Dans À l’ombre du convoi10, bande dessinée en deux tomes consacrée au génocide juif, la même scène de lecture initie puis clôture l’histoire. Au début du premier album, une case montre Wilhelm, un jeune allemand forcé par son père d’intégrer les jeunesses hitlériennes, lisant La guerre des mondes de Wells. Une jeune fille juive, Olya, vient lui parler et les deux enfants deviennent amis. À la fin du second tome, Wilhelm, devenu soldat, tue Olya. Une case montre le visage de Wilhelm, effondré par ce qu’il vient de faire. Alors que le lecteur compatit au désarroi de Wilhelm, la case suivante reprend en flash-back l’image des deux enfants sympathisant autour du livre de Wells. Ce rappel du passé heureux suscite alors chez le lecteur une indignation face à la barbarie nazie, qui a eu raison de l’innocence de l’enfance et de cette amitié sincère.

Dans la B.D. pour enfant Irena11, qui raconte comment Irena Sendlerowa sauva 2500 enfants juifs du ghetto de Varsovie pendant la deuxième guerre mondiale, une photographie d’Irena enfant et de son papa apparaît de nombreuses fois dans les albums. Au fil de sa lecture, le lecteur comprend qu’Irena tient son courage du souvenir de son père. La récurrence de cette photo est importante pour l’héroïne qui se raccroche durant cette longue période de tourments à cet élément rassurant, symbole de l’amour familial et rappel des moments heureux12. Elle l’est également pour le jeune lecteur dans cette lecture difficile.

La présence dessinée d’un autre média va donc être utilisée pour permettre l’avancée interne de l’histoire et influer sur la réception du lecteur. L’intrusion, l’utilisation d’un autre média peut produire une résonnance chez le lecteur en jouant sur ses émotions, comme l’empathie, le courage, la culpabilité. Parfois, c’est un sentiment de malaise qui est volontairement communiqué.
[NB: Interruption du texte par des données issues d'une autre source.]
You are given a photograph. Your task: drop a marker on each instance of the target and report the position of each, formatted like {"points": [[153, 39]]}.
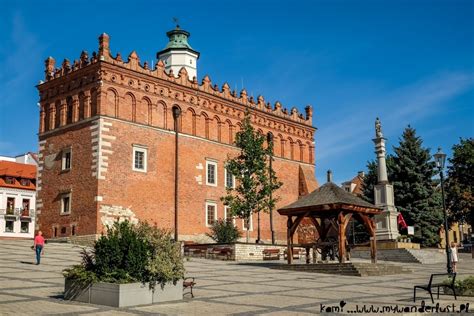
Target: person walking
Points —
{"points": [[454, 256], [39, 246]]}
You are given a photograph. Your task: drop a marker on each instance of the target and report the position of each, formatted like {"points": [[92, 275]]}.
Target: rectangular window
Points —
{"points": [[10, 205], [25, 226], [211, 213], [139, 159], [25, 210], [66, 203], [249, 226], [66, 159], [229, 179], [211, 173], [9, 226], [228, 215]]}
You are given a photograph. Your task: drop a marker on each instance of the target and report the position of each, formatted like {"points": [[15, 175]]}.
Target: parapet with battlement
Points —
{"points": [[133, 63]]}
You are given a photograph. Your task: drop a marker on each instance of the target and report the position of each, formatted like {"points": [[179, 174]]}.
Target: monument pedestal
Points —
{"points": [[386, 221]]}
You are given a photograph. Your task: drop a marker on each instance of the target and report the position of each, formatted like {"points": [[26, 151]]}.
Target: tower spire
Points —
{"points": [[178, 53]]}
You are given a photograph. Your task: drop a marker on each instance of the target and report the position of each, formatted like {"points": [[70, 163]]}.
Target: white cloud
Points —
{"points": [[409, 104]]}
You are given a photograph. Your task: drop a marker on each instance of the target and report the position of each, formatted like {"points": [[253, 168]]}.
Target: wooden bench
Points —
{"points": [[297, 252], [189, 283], [437, 281], [271, 254], [217, 252]]}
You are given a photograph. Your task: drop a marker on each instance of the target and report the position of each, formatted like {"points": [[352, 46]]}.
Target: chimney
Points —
{"points": [[104, 49], [329, 176]]}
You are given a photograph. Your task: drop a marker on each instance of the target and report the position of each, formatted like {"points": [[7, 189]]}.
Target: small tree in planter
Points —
{"points": [[128, 257], [224, 232]]}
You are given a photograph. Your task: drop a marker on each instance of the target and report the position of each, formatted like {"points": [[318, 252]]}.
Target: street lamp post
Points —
{"points": [[440, 159], [270, 142], [176, 113]]}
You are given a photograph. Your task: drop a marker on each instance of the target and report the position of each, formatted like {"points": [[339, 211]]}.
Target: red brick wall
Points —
{"points": [[78, 180], [150, 195], [135, 108]]}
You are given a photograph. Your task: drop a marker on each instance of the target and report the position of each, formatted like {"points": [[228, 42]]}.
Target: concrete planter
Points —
{"points": [[121, 295], [468, 292]]}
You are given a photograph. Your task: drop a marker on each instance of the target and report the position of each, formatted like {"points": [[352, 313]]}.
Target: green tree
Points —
{"points": [[254, 181], [411, 173], [370, 180], [460, 182]]}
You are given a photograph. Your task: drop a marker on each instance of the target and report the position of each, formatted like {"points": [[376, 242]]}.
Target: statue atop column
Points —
{"points": [[383, 192], [378, 128]]}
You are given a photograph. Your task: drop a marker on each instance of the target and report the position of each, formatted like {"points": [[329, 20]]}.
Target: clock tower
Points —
{"points": [[178, 53]]}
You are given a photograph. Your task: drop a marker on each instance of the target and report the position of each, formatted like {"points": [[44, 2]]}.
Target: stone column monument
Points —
{"points": [[387, 228]]}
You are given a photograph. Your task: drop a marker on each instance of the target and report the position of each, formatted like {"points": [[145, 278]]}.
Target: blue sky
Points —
{"points": [[408, 62]]}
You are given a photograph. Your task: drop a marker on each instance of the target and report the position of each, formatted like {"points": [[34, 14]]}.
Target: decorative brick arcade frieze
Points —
{"points": [[109, 86], [111, 213], [101, 147]]}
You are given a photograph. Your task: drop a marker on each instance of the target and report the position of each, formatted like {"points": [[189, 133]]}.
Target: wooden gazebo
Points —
{"points": [[330, 206]]}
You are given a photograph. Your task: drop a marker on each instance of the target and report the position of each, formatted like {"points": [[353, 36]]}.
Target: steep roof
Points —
{"points": [[326, 197], [17, 170]]}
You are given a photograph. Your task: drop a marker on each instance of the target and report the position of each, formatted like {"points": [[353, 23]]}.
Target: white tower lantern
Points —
{"points": [[178, 53]]}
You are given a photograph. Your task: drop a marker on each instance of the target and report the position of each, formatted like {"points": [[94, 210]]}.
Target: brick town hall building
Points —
{"points": [[107, 144]]}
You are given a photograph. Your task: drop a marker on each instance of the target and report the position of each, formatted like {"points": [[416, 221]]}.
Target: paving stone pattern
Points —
{"points": [[223, 287]]}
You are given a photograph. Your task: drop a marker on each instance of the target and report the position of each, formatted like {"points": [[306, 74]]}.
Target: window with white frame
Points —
{"points": [[229, 179], [211, 213], [66, 203], [66, 159], [228, 215], [139, 158], [211, 173], [248, 227]]}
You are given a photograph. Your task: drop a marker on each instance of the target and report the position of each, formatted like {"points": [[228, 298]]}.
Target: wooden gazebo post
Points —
{"points": [[289, 241], [342, 221]]}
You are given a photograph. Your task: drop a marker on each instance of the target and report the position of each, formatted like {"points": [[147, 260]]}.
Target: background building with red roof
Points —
{"points": [[18, 195]]}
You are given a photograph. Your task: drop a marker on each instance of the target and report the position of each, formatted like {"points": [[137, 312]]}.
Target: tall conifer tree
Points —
{"points": [[412, 171], [460, 184]]}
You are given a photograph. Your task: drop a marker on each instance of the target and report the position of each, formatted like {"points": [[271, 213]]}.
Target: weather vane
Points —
{"points": [[176, 21]]}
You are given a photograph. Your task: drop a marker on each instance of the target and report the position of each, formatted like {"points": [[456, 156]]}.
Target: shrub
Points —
{"points": [[130, 253], [224, 231]]}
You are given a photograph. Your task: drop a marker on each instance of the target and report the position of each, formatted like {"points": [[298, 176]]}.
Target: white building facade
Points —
{"points": [[17, 197]]}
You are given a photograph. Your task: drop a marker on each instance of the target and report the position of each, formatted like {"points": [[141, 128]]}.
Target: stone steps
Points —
{"points": [[424, 256], [350, 268]]}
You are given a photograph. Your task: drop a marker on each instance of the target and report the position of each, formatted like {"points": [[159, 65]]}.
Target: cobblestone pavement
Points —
{"points": [[222, 287]]}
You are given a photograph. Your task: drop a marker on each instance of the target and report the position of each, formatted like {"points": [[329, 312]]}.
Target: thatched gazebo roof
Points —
{"points": [[333, 204], [328, 197]]}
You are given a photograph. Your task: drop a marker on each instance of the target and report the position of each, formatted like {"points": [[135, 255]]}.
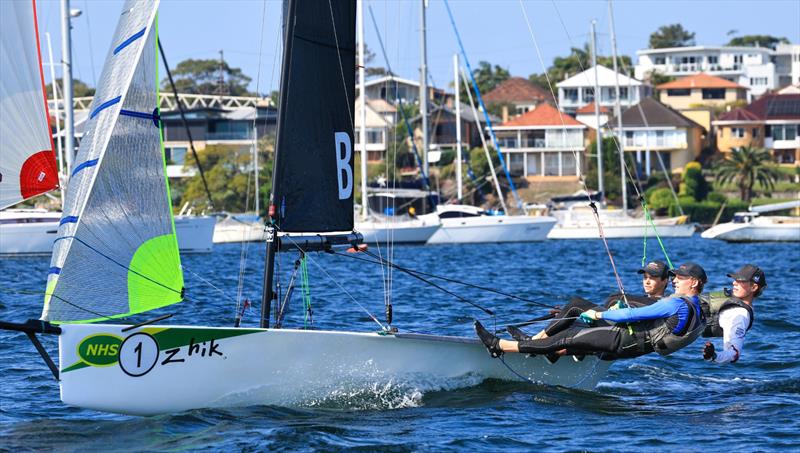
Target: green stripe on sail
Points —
{"points": [[154, 275]]}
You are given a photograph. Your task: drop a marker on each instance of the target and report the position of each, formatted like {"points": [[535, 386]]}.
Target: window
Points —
{"points": [[534, 164], [713, 93], [516, 164], [571, 94], [175, 155], [678, 92], [551, 164], [568, 164]]}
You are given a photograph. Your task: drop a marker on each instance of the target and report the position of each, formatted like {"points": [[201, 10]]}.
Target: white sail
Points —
{"points": [[27, 160], [116, 251]]}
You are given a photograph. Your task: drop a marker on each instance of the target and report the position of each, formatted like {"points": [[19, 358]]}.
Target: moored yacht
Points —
{"points": [[753, 227], [470, 224]]}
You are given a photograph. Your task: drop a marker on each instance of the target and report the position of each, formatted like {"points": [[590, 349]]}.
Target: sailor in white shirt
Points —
{"points": [[732, 317]]}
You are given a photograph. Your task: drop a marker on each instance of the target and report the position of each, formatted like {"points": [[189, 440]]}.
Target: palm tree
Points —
{"points": [[746, 166]]}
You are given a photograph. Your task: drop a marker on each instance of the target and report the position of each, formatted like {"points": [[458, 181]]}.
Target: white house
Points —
{"points": [[758, 68], [578, 90]]}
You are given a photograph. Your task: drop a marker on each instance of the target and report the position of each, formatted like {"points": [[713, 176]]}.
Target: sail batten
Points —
{"points": [[27, 157], [116, 250]]}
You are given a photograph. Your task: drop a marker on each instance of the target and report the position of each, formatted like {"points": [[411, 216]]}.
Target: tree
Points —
{"points": [[693, 183], [671, 36], [757, 41], [79, 89], [746, 166], [202, 77], [487, 77], [229, 173]]}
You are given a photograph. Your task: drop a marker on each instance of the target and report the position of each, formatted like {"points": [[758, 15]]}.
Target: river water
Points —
{"points": [[652, 402]]}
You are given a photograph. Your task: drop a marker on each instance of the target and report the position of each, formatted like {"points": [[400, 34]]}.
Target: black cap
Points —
{"points": [[655, 269], [750, 273], [691, 270]]}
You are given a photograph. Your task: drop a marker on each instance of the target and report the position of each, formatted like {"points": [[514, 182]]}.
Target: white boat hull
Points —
{"points": [[36, 238], [228, 231], [492, 229], [764, 229], [399, 230], [158, 369], [619, 231]]}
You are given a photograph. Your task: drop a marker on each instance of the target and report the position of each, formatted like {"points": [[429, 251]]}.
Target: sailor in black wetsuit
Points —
{"points": [[664, 327], [655, 277]]}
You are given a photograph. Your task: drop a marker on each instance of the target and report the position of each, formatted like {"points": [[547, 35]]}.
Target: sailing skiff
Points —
{"points": [[116, 254]]}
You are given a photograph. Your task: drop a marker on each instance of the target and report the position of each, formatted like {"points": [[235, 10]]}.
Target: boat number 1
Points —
{"points": [[138, 354]]}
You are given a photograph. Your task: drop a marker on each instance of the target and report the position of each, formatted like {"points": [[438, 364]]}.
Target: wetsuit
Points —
{"points": [[578, 305], [664, 327]]}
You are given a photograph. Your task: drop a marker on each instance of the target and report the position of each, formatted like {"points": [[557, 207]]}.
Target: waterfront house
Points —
{"points": [[654, 130], [543, 144], [759, 69], [772, 122], [578, 91], [380, 119], [515, 96]]}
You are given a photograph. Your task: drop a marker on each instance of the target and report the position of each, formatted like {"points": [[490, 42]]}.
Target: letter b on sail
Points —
{"points": [[344, 171]]}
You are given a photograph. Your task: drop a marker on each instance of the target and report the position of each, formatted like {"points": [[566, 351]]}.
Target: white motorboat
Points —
{"points": [[469, 224], [753, 227], [578, 222], [32, 232], [239, 228]]}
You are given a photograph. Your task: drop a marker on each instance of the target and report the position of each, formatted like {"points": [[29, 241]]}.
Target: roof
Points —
{"points": [[589, 109], [739, 114], [543, 115], [700, 80], [744, 49], [605, 78], [515, 90], [653, 114]]}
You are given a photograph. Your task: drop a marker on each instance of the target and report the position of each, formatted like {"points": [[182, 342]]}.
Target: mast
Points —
{"points": [[618, 113], [62, 176], [597, 97], [423, 88], [457, 85], [362, 105], [66, 60]]}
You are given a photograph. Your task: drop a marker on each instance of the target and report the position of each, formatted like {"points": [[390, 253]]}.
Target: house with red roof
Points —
{"points": [[543, 143], [700, 90], [772, 122], [516, 96]]}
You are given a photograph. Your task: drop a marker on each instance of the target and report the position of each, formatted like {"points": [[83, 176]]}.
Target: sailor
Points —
{"points": [[730, 317], [664, 327], [655, 277]]}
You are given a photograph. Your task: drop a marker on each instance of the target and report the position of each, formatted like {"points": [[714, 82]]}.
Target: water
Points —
{"points": [[677, 402]]}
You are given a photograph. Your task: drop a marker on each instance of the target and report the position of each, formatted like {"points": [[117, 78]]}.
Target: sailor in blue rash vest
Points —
{"points": [[664, 327]]}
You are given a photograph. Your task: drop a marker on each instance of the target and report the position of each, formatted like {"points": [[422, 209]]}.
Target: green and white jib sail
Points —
{"points": [[116, 252]]}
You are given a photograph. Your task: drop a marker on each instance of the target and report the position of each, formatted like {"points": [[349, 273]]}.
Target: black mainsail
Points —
{"points": [[312, 189], [313, 177]]}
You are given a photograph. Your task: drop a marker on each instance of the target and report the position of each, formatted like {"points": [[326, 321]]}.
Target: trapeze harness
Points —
{"points": [[713, 305], [666, 338]]}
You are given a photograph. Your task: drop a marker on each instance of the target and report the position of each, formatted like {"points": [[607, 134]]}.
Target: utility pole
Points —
{"points": [[66, 61], [618, 113], [597, 97], [423, 88]]}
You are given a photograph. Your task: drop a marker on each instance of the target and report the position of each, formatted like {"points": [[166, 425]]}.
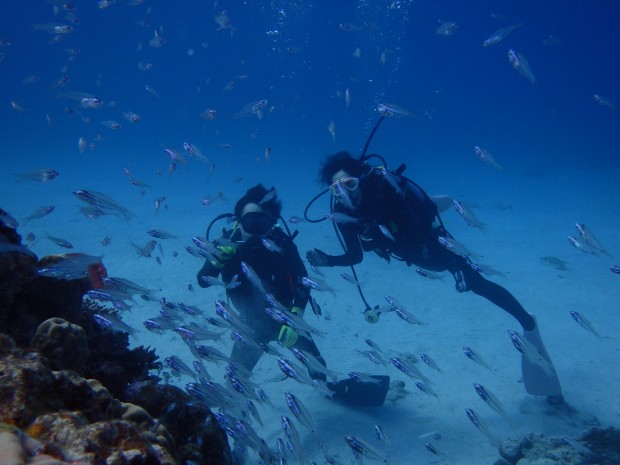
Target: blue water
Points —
{"points": [[558, 147]]}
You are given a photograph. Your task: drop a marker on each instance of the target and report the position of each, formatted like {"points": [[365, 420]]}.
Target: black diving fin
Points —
{"points": [[364, 393]]}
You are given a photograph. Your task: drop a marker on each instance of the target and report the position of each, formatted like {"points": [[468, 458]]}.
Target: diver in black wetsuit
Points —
{"points": [[272, 255], [392, 216]]}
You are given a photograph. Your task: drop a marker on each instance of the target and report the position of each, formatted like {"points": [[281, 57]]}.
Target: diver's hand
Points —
{"points": [[288, 337], [224, 253], [317, 257]]}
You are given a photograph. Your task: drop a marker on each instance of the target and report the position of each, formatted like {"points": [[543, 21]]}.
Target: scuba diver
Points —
{"points": [[257, 244], [379, 210]]}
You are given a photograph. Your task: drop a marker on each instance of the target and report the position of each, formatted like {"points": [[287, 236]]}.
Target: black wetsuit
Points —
{"points": [[409, 217], [280, 273]]}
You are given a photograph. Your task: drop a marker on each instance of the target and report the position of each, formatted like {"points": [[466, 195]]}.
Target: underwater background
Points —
{"points": [[170, 73]]}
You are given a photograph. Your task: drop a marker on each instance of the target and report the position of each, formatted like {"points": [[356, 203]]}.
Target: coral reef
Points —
{"points": [[596, 445], [63, 343], [61, 378]]}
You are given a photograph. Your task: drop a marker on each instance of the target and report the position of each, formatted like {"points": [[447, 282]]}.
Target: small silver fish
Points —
{"points": [[361, 448], [60, 242], [472, 355], [382, 436], [39, 213], [43, 175], [491, 400], [160, 234], [584, 323], [500, 35], [481, 426], [429, 274]]}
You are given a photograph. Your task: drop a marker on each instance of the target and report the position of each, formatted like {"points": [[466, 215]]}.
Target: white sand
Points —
{"points": [[543, 213]]}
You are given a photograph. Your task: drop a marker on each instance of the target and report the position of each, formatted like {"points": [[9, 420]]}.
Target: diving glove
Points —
{"points": [[224, 253], [317, 257], [288, 337]]}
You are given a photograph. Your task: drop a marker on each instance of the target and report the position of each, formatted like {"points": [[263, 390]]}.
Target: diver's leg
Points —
{"points": [[494, 293], [538, 380]]}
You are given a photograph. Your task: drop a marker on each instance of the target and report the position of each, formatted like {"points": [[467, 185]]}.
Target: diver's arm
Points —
{"points": [[217, 263], [208, 269]]}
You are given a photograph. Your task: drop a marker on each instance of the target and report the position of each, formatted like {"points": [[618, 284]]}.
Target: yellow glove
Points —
{"points": [[224, 253], [288, 336]]}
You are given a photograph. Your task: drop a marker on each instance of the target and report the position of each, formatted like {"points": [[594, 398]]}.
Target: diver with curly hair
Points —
{"points": [[391, 215]]}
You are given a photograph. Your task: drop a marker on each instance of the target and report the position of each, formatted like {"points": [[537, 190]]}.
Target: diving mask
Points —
{"points": [[256, 223], [344, 190], [348, 184]]}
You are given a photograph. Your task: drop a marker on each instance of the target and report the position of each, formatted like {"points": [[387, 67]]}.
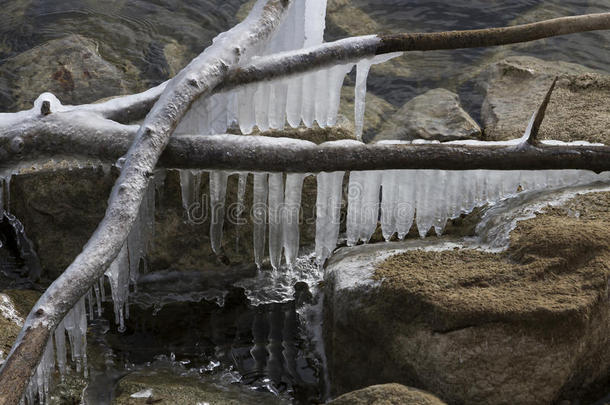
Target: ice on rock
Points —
{"points": [[328, 211], [218, 191], [290, 218], [259, 216], [276, 200]]}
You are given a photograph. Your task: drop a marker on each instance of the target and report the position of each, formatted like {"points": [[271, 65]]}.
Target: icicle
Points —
{"points": [[259, 211], [98, 298], [218, 190], [390, 181], [321, 97], [405, 209], [118, 274], [439, 201], [75, 324], [276, 199], [335, 83], [363, 205], [245, 104], [261, 105], [60, 348], [190, 184], [241, 196], [328, 211], [362, 71], [90, 301], [424, 214], [290, 219]]}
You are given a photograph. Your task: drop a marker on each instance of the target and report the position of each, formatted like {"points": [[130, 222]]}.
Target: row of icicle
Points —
{"points": [[395, 199]]}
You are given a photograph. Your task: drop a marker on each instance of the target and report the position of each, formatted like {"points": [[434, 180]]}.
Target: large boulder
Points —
{"points": [[387, 394], [434, 115], [514, 88], [530, 325]]}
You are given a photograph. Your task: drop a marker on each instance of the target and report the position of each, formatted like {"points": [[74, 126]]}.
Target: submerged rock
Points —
{"points": [[69, 67], [514, 88], [387, 394], [434, 115], [530, 325]]}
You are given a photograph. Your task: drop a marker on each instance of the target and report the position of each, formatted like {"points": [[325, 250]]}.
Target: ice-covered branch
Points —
{"points": [[134, 107], [198, 79]]}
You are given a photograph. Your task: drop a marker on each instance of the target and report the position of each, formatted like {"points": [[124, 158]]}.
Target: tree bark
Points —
{"points": [[130, 108], [198, 79]]}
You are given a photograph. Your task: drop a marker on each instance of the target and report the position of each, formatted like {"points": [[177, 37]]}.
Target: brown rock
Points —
{"points": [[514, 88], [529, 326]]}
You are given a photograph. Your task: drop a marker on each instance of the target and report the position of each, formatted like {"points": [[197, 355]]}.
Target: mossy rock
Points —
{"points": [[387, 394], [529, 325]]}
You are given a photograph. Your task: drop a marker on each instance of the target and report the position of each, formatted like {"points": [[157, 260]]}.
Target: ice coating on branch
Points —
{"points": [[276, 202], [434, 196], [328, 212], [309, 97]]}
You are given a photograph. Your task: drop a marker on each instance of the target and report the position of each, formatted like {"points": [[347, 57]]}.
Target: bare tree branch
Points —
{"points": [[198, 79], [133, 107]]}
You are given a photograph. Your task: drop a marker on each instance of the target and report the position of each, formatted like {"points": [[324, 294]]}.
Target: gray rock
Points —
{"points": [[515, 87], [434, 115], [529, 326], [69, 67]]}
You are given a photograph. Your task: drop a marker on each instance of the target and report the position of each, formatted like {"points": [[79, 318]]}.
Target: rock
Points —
{"points": [[69, 67], [434, 115], [164, 387], [14, 308], [530, 325], [387, 394], [514, 88]]}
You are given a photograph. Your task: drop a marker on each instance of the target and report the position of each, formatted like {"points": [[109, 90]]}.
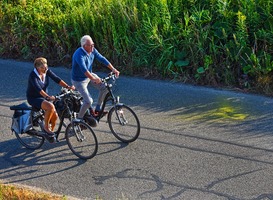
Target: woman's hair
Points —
{"points": [[39, 62], [84, 39]]}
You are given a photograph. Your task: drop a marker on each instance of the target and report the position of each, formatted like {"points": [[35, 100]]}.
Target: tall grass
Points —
{"points": [[210, 42]]}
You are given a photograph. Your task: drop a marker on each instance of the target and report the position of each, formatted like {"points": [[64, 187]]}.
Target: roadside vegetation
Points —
{"points": [[222, 43]]}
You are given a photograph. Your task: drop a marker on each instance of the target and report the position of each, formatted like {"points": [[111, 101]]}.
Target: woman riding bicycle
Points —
{"points": [[37, 92]]}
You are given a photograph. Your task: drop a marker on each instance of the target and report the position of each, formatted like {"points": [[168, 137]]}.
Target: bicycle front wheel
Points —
{"points": [[81, 140], [124, 123]]}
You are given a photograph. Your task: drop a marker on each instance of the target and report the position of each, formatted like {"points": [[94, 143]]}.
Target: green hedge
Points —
{"points": [[208, 42]]}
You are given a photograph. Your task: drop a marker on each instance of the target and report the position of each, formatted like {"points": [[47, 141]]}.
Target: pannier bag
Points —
{"points": [[21, 121]]}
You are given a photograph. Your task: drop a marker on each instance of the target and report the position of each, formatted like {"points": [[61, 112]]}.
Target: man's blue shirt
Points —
{"points": [[82, 62]]}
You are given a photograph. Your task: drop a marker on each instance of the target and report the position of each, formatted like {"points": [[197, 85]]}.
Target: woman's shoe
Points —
{"points": [[49, 133]]}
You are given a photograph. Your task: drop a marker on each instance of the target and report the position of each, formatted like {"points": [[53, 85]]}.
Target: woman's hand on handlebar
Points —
{"points": [[116, 72], [72, 87], [50, 98]]}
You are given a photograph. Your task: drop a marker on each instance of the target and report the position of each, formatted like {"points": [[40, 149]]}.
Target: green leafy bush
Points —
{"points": [[208, 42]]}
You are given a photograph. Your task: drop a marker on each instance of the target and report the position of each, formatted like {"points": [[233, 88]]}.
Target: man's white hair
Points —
{"points": [[84, 39]]}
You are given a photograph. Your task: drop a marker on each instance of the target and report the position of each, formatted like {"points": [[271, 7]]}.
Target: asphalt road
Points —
{"points": [[195, 143]]}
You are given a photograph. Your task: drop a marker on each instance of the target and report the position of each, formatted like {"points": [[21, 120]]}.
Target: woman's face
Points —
{"points": [[89, 46], [43, 69]]}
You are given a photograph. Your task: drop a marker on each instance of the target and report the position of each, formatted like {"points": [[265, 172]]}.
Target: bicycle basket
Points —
{"points": [[21, 121]]}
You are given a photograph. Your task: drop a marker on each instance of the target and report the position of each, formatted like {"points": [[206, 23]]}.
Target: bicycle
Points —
{"points": [[123, 121], [28, 123]]}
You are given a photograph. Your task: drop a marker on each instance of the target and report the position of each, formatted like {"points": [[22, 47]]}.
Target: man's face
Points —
{"points": [[89, 46]]}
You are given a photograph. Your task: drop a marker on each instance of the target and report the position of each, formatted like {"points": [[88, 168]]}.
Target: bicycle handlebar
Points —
{"points": [[107, 78]]}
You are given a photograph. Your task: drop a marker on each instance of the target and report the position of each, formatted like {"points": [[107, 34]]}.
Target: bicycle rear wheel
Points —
{"points": [[30, 139], [124, 123], [81, 140]]}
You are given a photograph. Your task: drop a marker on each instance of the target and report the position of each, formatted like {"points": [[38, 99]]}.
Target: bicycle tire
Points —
{"points": [[30, 140], [124, 123], [81, 140]]}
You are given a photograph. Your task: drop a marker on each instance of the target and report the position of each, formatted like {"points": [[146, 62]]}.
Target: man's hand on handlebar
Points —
{"points": [[116, 72]]}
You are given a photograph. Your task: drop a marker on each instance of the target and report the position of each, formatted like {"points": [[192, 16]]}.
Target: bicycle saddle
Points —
{"points": [[22, 106]]}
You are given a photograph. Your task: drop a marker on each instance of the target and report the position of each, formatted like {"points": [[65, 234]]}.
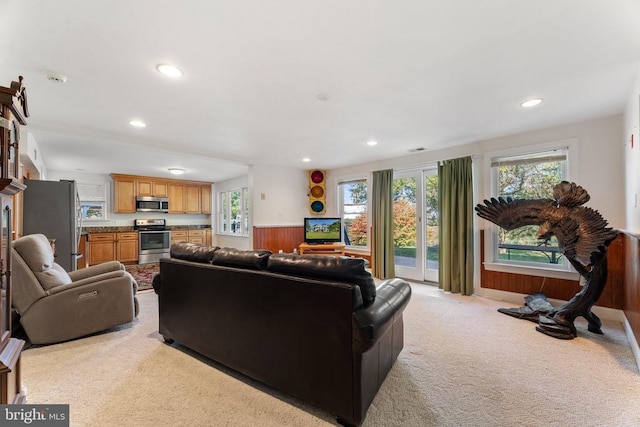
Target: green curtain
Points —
{"points": [[455, 200], [382, 254]]}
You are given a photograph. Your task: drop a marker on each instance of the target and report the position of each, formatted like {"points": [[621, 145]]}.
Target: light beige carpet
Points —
{"points": [[464, 364]]}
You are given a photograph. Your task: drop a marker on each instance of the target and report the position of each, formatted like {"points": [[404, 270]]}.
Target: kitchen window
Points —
{"points": [[234, 212], [93, 202]]}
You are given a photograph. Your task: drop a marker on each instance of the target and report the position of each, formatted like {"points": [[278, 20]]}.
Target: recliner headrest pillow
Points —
{"points": [[231, 257], [192, 252], [343, 269]]}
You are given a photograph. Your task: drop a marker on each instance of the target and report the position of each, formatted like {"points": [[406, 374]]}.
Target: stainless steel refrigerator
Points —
{"points": [[53, 209]]}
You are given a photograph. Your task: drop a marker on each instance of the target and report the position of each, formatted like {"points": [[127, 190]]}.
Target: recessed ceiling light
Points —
{"points": [[169, 70], [531, 102], [57, 78], [137, 123]]}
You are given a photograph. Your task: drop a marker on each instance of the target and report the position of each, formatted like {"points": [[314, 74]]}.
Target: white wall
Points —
{"points": [[632, 157], [600, 165], [285, 195], [600, 169], [30, 156]]}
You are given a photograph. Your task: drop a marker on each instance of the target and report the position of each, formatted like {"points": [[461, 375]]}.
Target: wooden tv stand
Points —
{"points": [[332, 249]]}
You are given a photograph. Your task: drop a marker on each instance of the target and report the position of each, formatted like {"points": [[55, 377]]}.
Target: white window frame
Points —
{"points": [[224, 212], [491, 261], [341, 212], [95, 196]]}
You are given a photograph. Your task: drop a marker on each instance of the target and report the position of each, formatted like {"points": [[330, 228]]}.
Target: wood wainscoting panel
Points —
{"points": [[631, 282], [276, 238]]}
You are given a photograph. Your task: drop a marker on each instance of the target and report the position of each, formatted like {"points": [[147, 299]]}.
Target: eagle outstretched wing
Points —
{"points": [[582, 232], [590, 237], [514, 213]]}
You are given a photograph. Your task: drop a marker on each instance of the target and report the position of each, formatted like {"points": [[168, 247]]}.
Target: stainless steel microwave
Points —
{"points": [[152, 204]]}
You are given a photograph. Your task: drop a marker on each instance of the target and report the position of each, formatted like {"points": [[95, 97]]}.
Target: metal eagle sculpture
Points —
{"points": [[583, 237]]}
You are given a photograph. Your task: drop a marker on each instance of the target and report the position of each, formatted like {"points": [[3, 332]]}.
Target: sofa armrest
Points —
{"points": [[372, 320], [93, 270], [89, 281]]}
Dans un album traitant du génocide rwandais, La fantaisie des dieux13, une scène montre trois hommes écoutant grâce à un ordinateur un ancien enregistrement de la radio rwandaise 1000 collines, laquelle diffusa des messages de haine contre les Tutsi14. Les dernières planches de l’album sont la traduction de cet enregistrement qui décrit la remise de décorations à des soldats français. Ce qui rend ces dernières pages particulièrement troublantes, c’est que toute cette description s’écoule sur la chanson des Champs Élysées de Joe Dassin, dont les notes et les paroles s’insinuent dans les cases. C’est très déroutant car le lecteur « entend » Joe Dassin chanter en lisant. Les protagonistes expliquent que cette chanson fait partie de l’enregistrement radio. La dernière image, particulièrement forte, montre une barque vide sur un fleuve apaisé avec des notes et une phrase de la chanson : Tu m’as dit j’ai rendez-vous dans un sous-sol avec des fous. Pour le lecteur, après s’être plongé pendant plus de quatre-vingt-dix pages dans l’horreur du génocide rwandais et avoir lu les critiques de l’auteur face à l’inaction coupable de Paris15, cette phrase enjouée de la culture populaire française dénote une portée tout à coup particulièrement sinistre et crée chez lui un sentiment de malaise. Et c’est de ce sentiment dérangeant que l’auteur veut faire naître l’indignation mais aussi la réflexion de son lecteur.

Transmettre une incitation à la critique

Les médias sont souvent représentés dans leur utilisation, c’est-à-dire que le dessin montre l’appareil de transmission allumé, l’image ou le discours diffusé et le récepteur du message. Confronté à ce type d’images, le lecteur va donc percevoir l’influence que les médias ont sur les acteurs de l’histoire.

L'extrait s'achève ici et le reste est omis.